DataViz in R | 02. Bar Chart Multiple Responses
Published on Apr 22, 2023
ggplot

The second bar chart with multiple response, type 1 simple

DataViz in R | 02. Bar Chart Multiple Responses

Tiếp tục với series, bài thứ 2: Bar chart for multiple response questions.

Target result

www.datavisualisation-r.com/pdf/barcharts_multiple.pdf

The study has been conducted since the early 1980s and is repeated every 9 years. Aside from a series of questions concerning value orientation, socio-economic data are also collected. On the topic of “It is often said that attitudes towards gender roles are changing”, the respondents were presented with a series of statements. They could respond to each statement with “Agree strongly”, “Agree”, “Disagree”, “Disagree strongly” and “Don’t know”. The look of the figure almost matches the previous example. However, there are a few differences.

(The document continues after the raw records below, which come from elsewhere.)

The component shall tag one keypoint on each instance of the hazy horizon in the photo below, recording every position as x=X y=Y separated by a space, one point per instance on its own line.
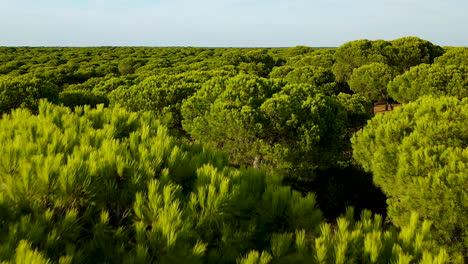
x=228 y=23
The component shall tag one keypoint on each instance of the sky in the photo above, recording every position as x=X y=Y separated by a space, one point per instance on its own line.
x=229 y=23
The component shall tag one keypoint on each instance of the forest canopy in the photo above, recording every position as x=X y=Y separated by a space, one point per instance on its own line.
x=234 y=155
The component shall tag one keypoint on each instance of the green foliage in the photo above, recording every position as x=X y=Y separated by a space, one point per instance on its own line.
x=315 y=76
x=25 y=91
x=424 y=79
x=258 y=121
x=105 y=185
x=371 y=81
x=412 y=51
x=82 y=97
x=355 y=54
x=419 y=158
x=454 y=56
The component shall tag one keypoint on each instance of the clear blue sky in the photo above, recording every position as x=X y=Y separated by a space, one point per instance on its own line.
x=228 y=23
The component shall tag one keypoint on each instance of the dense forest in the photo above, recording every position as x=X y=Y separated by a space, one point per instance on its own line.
x=234 y=155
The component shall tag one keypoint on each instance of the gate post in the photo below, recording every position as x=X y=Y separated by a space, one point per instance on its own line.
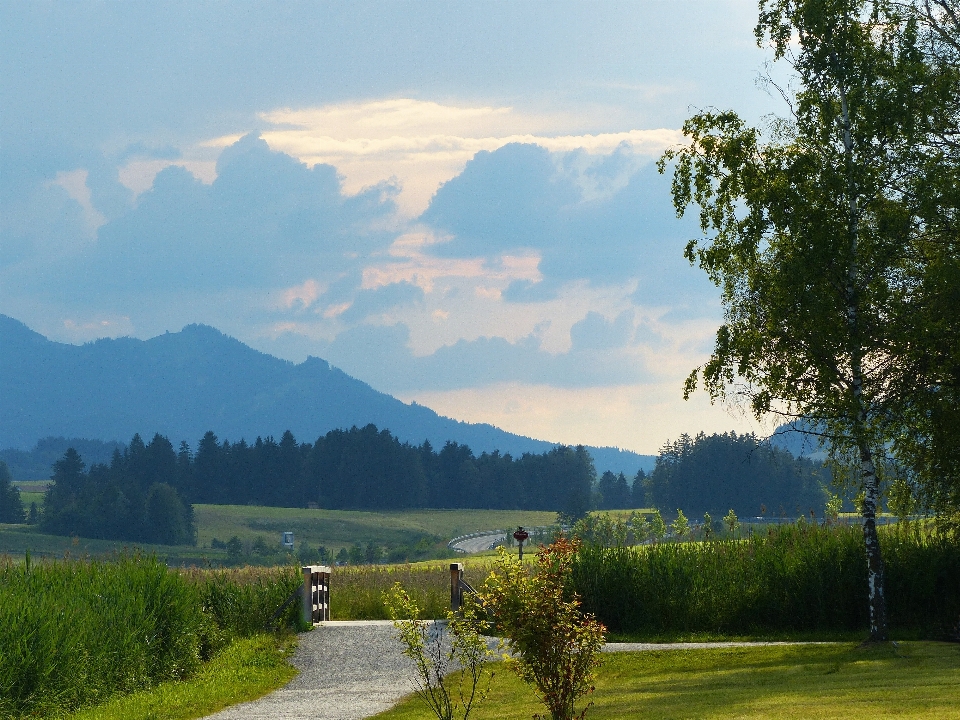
x=456 y=592
x=316 y=593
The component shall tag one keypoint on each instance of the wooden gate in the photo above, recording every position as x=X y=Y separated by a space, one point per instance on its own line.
x=316 y=593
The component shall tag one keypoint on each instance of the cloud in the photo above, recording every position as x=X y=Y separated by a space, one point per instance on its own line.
x=75 y=183
x=524 y=198
x=638 y=417
x=266 y=221
x=422 y=144
x=382 y=355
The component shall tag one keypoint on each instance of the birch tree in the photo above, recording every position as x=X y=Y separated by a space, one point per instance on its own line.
x=814 y=233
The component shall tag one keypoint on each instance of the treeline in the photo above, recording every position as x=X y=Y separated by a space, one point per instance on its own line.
x=369 y=469
x=717 y=473
x=146 y=490
x=129 y=499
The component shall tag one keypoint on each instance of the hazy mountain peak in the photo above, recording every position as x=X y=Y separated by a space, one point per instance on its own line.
x=183 y=384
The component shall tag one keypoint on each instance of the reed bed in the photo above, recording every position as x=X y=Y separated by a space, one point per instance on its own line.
x=76 y=632
x=243 y=601
x=356 y=592
x=791 y=578
x=73 y=633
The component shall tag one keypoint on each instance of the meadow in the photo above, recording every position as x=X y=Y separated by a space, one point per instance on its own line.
x=422 y=533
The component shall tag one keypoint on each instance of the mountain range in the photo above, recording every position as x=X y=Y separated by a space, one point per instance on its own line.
x=186 y=383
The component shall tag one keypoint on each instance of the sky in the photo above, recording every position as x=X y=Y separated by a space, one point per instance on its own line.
x=455 y=202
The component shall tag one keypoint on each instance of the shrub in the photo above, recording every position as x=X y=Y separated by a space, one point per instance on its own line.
x=435 y=655
x=555 y=645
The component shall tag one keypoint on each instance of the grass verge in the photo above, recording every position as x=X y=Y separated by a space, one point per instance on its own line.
x=247 y=669
x=913 y=680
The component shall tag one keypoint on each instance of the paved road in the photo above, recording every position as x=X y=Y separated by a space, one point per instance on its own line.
x=479 y=543
x=350 y=670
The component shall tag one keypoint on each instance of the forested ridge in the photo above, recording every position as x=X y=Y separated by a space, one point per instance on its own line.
x=146 y=491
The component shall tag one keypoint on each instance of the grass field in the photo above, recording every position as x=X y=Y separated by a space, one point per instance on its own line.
x=333 y=529
x=914 y=680
x=248 y=669
x=341 y=528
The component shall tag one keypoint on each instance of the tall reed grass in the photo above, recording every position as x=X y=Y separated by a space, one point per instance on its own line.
x=791 y=578
x=75 y=632
x=356 y=592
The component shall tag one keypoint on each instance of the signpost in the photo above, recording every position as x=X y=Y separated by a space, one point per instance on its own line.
x=520 y=535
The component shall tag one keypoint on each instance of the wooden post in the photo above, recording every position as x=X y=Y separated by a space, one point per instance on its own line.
x=456 y=592
x=316 y=593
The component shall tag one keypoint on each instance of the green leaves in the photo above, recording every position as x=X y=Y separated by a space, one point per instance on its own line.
x=555 y=645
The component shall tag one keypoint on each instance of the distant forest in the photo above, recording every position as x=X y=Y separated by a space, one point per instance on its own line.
x=146 y=491
x=717 y=473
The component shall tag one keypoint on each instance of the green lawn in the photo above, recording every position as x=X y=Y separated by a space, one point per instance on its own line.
x=246 y=670
x=916 y=680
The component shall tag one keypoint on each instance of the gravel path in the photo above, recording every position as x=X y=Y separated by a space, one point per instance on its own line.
x=351 y=670
x=348 y=671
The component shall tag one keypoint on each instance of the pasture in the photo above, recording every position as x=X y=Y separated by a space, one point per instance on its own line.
x=428 y=530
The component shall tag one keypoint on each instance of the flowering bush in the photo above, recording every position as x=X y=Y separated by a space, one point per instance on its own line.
x=554 y=645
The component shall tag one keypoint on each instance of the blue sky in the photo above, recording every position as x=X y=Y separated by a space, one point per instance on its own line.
x=453 y=201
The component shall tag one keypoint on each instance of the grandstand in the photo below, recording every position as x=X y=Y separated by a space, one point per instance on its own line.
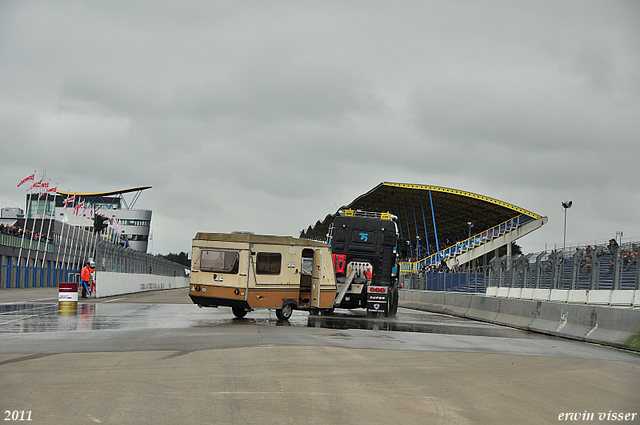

  • The first difference lies in the data: while before the diagram was defined by the individual attributes of a variable, here several variables are combined: each bar shows a variable’s value. Such a group of questions on one topic usually means longer labels for the bars, since one wants to show individual statements.
  • The message of the thematic cluster acts perfectly as the title, while the subtitle shows the selections that were chosen from the answers. In the current example, these are the percent values of the first two categories “agree strongly” and “agree”. Aside from the repetition of the complete statements that the respondents agreed to, given the extensive labels, it is in this case also useful to write the percent value in the bars. As in the previous examples, the bars are also again complemented by alternating blue areas. For illustration purposes, one question is once more especially highlighted.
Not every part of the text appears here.